First, this looks awesome. I'm working with a few people to build some pretty complex NF stuff and this type of thing should make our lives much much easier. 🎉

As for RFC:

  1. I don't think the modules should be given any access the params object. It just encourages bad habits. If the use really wants globals then they could just define them via the config file.

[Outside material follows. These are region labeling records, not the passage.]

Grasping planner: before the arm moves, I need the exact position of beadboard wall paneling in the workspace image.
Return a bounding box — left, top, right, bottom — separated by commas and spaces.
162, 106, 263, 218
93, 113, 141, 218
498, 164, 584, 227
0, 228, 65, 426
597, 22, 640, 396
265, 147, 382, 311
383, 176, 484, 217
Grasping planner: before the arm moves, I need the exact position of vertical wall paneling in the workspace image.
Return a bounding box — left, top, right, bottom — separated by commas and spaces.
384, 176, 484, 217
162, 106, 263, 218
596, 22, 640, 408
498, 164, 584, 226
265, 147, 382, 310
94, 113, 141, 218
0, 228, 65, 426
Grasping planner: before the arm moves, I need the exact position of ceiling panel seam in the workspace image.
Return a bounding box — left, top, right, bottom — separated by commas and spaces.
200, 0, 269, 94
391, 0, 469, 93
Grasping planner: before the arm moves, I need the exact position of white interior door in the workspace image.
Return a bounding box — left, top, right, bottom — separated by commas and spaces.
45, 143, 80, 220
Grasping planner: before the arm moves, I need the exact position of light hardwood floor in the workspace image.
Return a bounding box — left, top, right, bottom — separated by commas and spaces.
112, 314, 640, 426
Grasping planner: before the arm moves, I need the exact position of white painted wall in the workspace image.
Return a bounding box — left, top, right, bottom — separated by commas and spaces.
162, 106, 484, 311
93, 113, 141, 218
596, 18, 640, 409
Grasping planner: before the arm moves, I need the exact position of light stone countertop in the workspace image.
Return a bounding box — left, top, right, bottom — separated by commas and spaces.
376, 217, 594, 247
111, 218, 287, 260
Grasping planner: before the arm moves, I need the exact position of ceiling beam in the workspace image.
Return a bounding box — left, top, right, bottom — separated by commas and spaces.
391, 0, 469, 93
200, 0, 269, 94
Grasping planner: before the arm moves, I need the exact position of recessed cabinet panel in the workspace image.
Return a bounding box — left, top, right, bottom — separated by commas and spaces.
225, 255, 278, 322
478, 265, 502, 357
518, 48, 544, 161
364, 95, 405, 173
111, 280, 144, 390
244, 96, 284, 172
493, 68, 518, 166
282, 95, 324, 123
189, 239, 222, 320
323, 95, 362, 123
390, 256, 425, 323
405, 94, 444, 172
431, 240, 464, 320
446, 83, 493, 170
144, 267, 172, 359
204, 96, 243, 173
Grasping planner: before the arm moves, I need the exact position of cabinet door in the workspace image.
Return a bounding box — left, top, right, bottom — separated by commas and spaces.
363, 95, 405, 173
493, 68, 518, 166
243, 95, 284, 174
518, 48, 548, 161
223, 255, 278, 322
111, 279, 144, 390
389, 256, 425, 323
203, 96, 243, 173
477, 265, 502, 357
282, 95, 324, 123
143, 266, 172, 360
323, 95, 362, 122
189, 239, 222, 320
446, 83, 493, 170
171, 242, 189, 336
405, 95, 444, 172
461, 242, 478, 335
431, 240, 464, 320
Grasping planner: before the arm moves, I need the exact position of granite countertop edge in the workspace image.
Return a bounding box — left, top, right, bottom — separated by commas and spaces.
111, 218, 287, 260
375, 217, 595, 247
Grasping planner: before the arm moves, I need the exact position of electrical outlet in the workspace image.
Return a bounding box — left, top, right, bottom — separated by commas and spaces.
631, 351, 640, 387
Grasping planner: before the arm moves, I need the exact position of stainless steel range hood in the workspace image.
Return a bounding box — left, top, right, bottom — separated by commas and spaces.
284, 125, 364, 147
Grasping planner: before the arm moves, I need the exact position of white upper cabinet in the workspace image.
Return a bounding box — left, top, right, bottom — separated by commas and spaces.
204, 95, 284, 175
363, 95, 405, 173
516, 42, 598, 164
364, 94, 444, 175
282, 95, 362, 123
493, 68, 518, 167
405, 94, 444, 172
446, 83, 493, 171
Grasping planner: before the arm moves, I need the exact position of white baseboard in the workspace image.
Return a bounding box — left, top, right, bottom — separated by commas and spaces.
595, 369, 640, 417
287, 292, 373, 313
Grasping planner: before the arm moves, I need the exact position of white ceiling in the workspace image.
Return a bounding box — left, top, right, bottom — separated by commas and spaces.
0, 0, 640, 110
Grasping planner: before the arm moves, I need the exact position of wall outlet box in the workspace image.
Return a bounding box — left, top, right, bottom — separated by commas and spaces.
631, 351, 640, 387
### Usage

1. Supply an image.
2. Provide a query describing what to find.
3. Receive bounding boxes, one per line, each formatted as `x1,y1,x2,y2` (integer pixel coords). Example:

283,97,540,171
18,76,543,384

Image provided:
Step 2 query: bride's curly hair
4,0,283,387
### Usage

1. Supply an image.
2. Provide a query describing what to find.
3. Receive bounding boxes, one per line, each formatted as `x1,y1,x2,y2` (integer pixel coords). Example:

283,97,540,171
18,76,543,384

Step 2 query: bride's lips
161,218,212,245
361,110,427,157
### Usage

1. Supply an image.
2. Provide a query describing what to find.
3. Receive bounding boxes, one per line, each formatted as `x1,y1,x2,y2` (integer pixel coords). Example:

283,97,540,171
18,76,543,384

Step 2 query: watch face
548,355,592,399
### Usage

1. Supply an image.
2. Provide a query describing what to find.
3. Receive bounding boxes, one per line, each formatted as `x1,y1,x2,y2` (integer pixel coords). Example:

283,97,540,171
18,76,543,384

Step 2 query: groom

  2. Would it be possible to expose an api to the object / class (or create one) that actual config files get boiled down to. Then each process could work out it's config in the usual way or we could do something like this:

# define the process (assuming that param ordering under 'input:' matches the ordering used when calling
processDef assemble_minia {
    input:
    file $reads from reads
    val $prefix from prefix

    output:
    file "${prefix}asm.gfa" into gfa

    script:
    """
    minia -kmer-size 31 -in $reads -out ${prefix}asm
    """
}

And then when we use it:

# load a config file -> All values in this file override any prev set values
reads = file(params.reads)
assemble_minia.load_config("/path/to/file/or/similar")
assem_ch = assemble_minia(reads, "with_custom_config")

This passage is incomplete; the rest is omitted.